Numba is a bit more of a problem. There's a lot of code out there that's hard to get running because of numba and the knock-on effect numba has on other dependencies. I don't want it as a required dependency for this project. That said, I'm fine with it as an optional dependency. So what I'm gonna suggest is that it gets rolled into an optional dependency (e.g. pass use_numba=True
and it'll use the numba routines).
I'll go ahead and make those changes and then merge it into the dev branch so it can be tested on the cluster.
Aight I went ahead and made those changes and merged them into dev. The implementation is that you can set wkf.set_run_parameters(use_numba=True)
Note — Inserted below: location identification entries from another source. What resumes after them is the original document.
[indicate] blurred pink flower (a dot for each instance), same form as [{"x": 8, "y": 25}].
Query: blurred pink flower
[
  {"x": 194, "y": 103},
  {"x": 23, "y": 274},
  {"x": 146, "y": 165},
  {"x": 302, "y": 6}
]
and it will replace updateB
and updateS
with the numba JIT routines at runtime.
I will find some time next week to write some tests for this functionality so I can package this up as a release.
There's a failing unit test because we can't actually guarantee that xtx is positive definite (only that it's positive semidefinite) and the 'pos' hint doesn't work as a result. That's not a big deal though, I can roll that back to symmetric.
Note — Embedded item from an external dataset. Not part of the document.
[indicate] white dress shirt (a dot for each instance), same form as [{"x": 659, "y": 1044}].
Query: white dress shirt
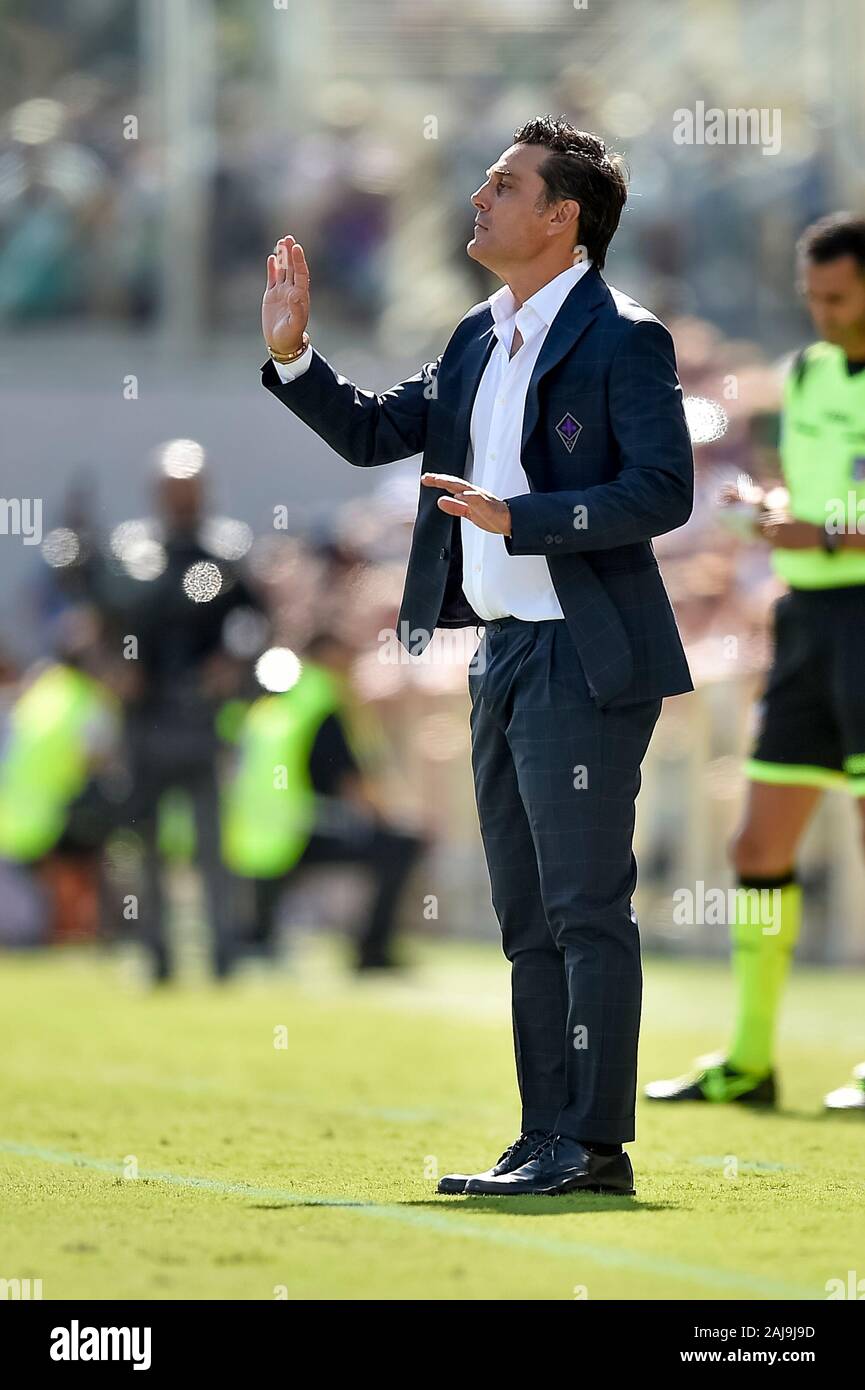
[{"x": 498, "y": 584}]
I'm not sure why the test fails. The test shows that LinAlgWarning
was issued, and there is code in base_regression.py to treat this warning as an error (resulting in beta_hat=0 being selected in base_regression.predict_error_reduction). Locally this test is passed.
Numba is a bit more of a problem. There's a lot of code out there that's hard to get running because of numba and the knock-on effect numba has on other dependencies.
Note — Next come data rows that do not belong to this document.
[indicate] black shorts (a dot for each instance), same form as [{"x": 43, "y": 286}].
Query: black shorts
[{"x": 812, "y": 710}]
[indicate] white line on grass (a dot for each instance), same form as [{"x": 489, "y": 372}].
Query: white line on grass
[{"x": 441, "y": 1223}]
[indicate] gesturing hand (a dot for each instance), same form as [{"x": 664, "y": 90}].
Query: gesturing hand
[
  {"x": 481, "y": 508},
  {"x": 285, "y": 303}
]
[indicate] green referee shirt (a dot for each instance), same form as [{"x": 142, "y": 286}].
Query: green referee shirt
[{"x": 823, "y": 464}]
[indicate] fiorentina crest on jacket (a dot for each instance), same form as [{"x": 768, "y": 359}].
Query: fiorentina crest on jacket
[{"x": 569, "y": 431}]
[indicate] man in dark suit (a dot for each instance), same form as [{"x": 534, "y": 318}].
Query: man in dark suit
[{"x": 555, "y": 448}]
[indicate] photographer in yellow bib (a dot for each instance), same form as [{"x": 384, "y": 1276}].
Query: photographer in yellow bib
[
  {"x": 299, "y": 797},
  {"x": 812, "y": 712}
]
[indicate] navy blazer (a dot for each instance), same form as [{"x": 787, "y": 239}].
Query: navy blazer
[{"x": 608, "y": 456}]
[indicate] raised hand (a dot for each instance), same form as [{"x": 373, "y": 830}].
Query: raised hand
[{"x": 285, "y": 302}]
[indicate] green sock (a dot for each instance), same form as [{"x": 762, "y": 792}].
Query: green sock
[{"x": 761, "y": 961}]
What specific code are you referring to? Unless numba is imported and enabled for a specific function, it does not interfere with other code. Numba gives an order of magnitude improvement, so perhaps you can display a warning for low performance when use_numba=False
.
The scipy solve test failure is specific to newer versions of scipy (I didn't get it locally with 1.6.x but it failed when I updated to 1.7.1). It's not unexpected, as the test case is positive semidefinite, and the 'pos' hint requires positive definite.
The performance boost from numba is really impressive btw, I have the cluster regression tests going and they're way faster now. It's just that the dependency is hard to maintain (same as the math kernel library, which is why that's optional as well). I just don't want to be answering issues about cryptic runtime errors that occur when numba and numpy aren't exactly matching versions for the next three years.
The scipy solve test failure is specific to newer versions of scipy
That's not the point. The logs of the failed test show:
inferelator/tests/test_base_regression.py::TestBaseRegression::test_predict_error_reduction /home/runner/work/inferelator/inferelator/inferelator/regression/base_regression.py:259: LinAlgWarning: Ill-conditioned matrix (rcond=8.88178e-17): result may not be accurate. beta_hat = scipy.linalg.solve(xtx, xty, assume_a='pos')
Due to base_regression.py:15 this should be treated as an error:
warnings.filterwarnings(action='error', category=scipy.linalg.LinAlgWarning)
So this code (around base_regression.py:259) should run the except block:
try:
xt = x_leaveout.T
xtx = np.dot(xt, x_leaveout)
xty = np.dot(xt, y)
beta_hat = scipy.linalg.solve(xtx, xty, assume_a='pos')
except (np.linalg.LinAlgError, scipy.linalg.LinAlgWarning):
beta_hat = np.zeros(len(leave_out), dtype=np.dtype(float))
On my local machine, when I run python -m nose
, a LinAlgWarning is triggered, and indeed the except block is run. I'm at a loss why this doesn't work here or on your local machine. I've tried Scipy 1.4.1 and 1.7.1.
Sorry, I'm not sure exactly what the problem is. Scipy and numpy are backed LAPACK and BLAS so it's possible that it's a difference in those libraries.
The regression test package passed for amusr (with the numba JIT versions of the updateB
and updateS
routines) and runs substantially faster. It's failing for BBSR (the differences aren't huge, but they are there), so I'm going to roll those changes back.
I'll try to get tests written this week so that it can get merged into the stable version and released with a version number.
Thanks again!
Sorry, I'm not sure exactly what the problem is.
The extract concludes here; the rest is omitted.